I would suggest develop specific criteria that work best for you. And you may also want to rank or weight some criteria higher. As examples, being present as a parent and getting regular sleep may have more weight than other things. And they should!


Set expectations in contracts. Contracts are more than just a document that seals a deal. They are a critical tool for managing client expectations. Given that, any and all expectations about travel should be clearly articulated in the contract scope. That way, you are being upfront with your client about what travel you will and won’t do. And you will have something to manage against if they start asking for more travel. See my blog How to Use Contracts to Manage Client Expectations for more strategies.


Top Tips for Zombie Proposals

Know thyself. If you haven’t done it already, take the time to develop a clear understanding of what knowledge and skills you have to offer a client. Know what’s a perfect fit for you as well as what else you could reasonably apply what you know and can do to—in a way that adds value for the client.
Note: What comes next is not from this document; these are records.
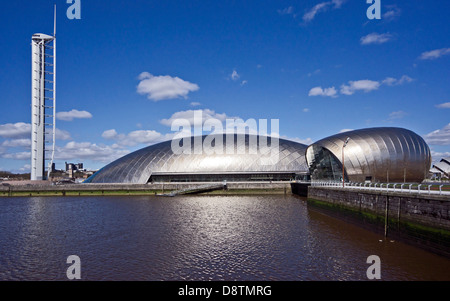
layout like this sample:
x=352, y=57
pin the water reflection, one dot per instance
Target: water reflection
x=195, y=238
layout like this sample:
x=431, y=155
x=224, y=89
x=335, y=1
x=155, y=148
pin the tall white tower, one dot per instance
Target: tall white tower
x=43, y=103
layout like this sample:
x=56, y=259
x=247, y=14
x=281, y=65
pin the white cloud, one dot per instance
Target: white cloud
x=109, y=134
x=23, y=142
x=15, y=130
x=135, y=137
x=318, y=91
x=234, y=75
x=375, y=38
x=364, y=85
x=359, y=85
x=445, y=105
x=189, y=115
x=434, y=54
x=89, y=151
x=164, y=87
x=71, y=115
x=392, y=12
x=286, y=11
x=397, y=115
x=309, y=16
x=439, y=137
x=390, y=81
x=314, y=73
x=17, y=156
x=320, y=7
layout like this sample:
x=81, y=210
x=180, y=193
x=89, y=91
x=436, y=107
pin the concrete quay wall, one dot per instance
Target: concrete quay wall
x=414, y=218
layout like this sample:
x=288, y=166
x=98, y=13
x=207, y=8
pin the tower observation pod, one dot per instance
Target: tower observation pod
x=43, y=103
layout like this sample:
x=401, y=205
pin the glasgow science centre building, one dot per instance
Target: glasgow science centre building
x=384, y=154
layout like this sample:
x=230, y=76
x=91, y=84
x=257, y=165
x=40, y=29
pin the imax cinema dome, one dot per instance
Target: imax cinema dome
x=375, y=154
x=229, y=157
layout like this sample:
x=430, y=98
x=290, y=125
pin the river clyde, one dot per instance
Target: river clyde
x=249, y=238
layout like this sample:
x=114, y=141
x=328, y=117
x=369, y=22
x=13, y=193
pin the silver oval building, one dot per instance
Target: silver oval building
x=230, y=157
x=384, y=154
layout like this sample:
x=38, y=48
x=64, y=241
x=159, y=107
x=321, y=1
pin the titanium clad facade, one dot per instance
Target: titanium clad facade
x=374, y=154
x=252, y=155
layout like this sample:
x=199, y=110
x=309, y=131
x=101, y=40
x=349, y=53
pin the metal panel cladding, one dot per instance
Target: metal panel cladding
x=383, y=154
x=137, y=167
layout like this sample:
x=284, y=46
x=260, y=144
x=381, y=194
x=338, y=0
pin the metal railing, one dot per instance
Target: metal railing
x=436, y=189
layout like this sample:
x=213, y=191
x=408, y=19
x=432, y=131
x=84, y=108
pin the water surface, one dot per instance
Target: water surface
x=196, y=238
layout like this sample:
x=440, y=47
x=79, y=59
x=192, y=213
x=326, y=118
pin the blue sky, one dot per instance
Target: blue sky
x=127, y=68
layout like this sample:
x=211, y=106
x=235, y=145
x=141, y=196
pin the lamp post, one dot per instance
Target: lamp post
x=343, y=164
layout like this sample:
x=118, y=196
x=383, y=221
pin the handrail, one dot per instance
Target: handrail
x=411, y=188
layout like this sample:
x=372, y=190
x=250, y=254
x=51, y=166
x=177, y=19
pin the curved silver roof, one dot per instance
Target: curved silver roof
x=137, y=167
x=385, y=154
Identify if there are other things you need to learn to be able to do more or other consultants you can partner with to fill in any knowledge or skills gaps you have. Knowing your “zones” before you assess or pursue work will help speed up the decision-making process and reduce the chances of you spending your time doing things that aren’t going to get good results. If you need help assessing what you can do for clients, I’ve got a tool that can walk you through it step by step. Know Your Zone: The Consultant’s Guide to Describing What You Can Do.
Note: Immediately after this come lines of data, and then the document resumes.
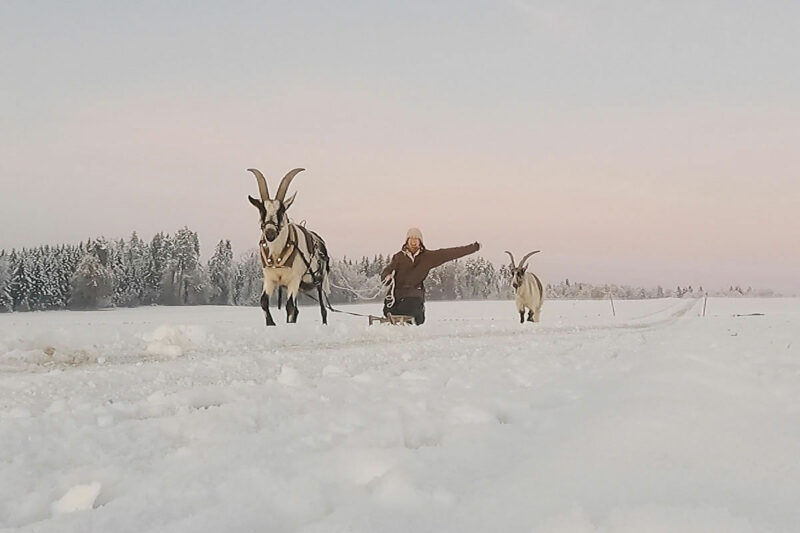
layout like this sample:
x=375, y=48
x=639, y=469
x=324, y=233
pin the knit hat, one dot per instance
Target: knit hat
x=414, y=232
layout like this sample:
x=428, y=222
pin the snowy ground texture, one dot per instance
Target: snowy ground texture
x=202, y=420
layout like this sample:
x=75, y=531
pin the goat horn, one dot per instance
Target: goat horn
x=262, y=184
x=284, y=186
x=512, y=259
x=522, y=263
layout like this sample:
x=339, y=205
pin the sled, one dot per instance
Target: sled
x=392, y=319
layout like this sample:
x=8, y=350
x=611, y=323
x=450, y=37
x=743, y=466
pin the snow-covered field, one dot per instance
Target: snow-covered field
x=203, y=420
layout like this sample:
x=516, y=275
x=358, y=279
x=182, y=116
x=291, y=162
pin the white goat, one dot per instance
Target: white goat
x=291, y=255
x=528, y=291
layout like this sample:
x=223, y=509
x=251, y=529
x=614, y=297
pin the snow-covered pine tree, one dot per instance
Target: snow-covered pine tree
x=249, y=279
x=221, y=273
x=5, y=281
x=156, y=257
x=92, y=284
x=19, y=287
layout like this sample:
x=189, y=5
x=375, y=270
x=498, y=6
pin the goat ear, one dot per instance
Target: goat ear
x=288, y=203
x=259, y=205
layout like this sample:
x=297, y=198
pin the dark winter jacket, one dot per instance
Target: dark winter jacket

Assess opportunities honestly. Be ruthlessly honest with yourself about whether an opportunity is a fit for you. What are your chances of winning a competitive proposal given what you bring to the table, who the competition likely is, who the potential client tends to work with, and what your prices are? If you don’t have much of a chance, do not do it. Because the time you spend creating a proposal can be spent pursuing business you are a fit for or doing other things in your life. If you are not sure, get any intel you can. If there’s a bidders’ conference or you can submit questions, ask questions that help you determine if you have a solid shot at getting the gig.


Keep Protecting Your Life

These are just some of the techniques other consultants and I use to ensure we are consistently making choices that create and protect our life balance. It’s your life! Do what you can to protect it. Let the undead stay dead. And if they won’t, you know what you need to do!